Ans- – Silence compression is used in compressing sound files.
– It is equivalent to run length coding on normal data files.
– The parameters are:
1. A threshold value. It is a parameter that specifies, below which the compression can be considered as silence.
2. A silence code followed by a single byte. It indicates the numbers of consecutive silence codes are present.
3. To specify the start of a run of silence, which is a threshold.
Q – 23 Do you know non-binary Hoffman Codes?
Ans- – The non-binary Hoffman code elements are derived from an alphabet ‘m’ is > 2 letters.
– All the symbols ‘m’ which occur least frequently will be having the same length.
– The lowest probability of the symbols ‘m’ will differ only in the last position.
– The letters that combine have code words of the same length.
– The symbols that have lowest probability will have code words with long length.
Q – 24 What is unique decipherability?
Ans- – Data symbols are encoded with coding schemes for fixed length codes.
– Every coding scheme has unique code.
– This unique encoded character ensures unambiguous.
– The encoded strings have fixed length.
– The fixed length codes are always uniquely decipherable.
Q – 25 Can you explain what is file compression and why is it necessary to compress files?
Ans- – File compression is a process to reduce the disk space to store that file.
– File compression enables data to be transferred quickly.
– Disk space needed on internet servers is reduced.
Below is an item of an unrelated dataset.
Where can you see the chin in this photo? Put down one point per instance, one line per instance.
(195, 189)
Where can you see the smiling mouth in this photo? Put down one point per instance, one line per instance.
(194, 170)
This allows the servers to store more files / information with less disk space.
– File compression reduces the amount of time on internet to upload or download a file.
– Compression hides data so that not all computers can read the information stored.
– File compression is a mandatory preference for some of the internet servers to transfer files.
Q – 26 Do you know instantaneous variable length codes?
Ans- – A code that maps source symbols into a set of variable number of bits.
– A VL code compresses the sources and decompresses with zero error.
– By implementing a right coding strategy, an identically distributed source might be compressed almost close to its entropy.
– This process is in contrast to fixed length coding methods.
– Examples of variable-length codes are Huffman coding, LempelZiv code.
Q – 27 Can you explain information theory plays an important role in field of compression
Ans- – Information Theory is about quantification of information.
– It is used in compressing data.
– Entropy is a key measure of information.
– It is expressed in terms of average number of bits that are required to store a message.
– Entropy is used to quantify the uncertainty which is a process in predicting the random variable values.
– Lossless data compression, Lossy data compression and channel coding are the fundamental topics of information theory.
Q – 28 Explain what is lossless source coding?
Ans- – A data compression technique, which reverts an exact copy of original file.
– Lossless Source Coding is used for compressing text files in modems.
– Lossless Source Coding is a building block for designing lossy compressors.
– Lossy compression is implemented for images, sound and video files for effective data compression.
– Many compression techniques have a lossless mode.
– The lossless source coding involves a sequence of fixed length symbols.
– Each of these symbols is easily manipulated independently.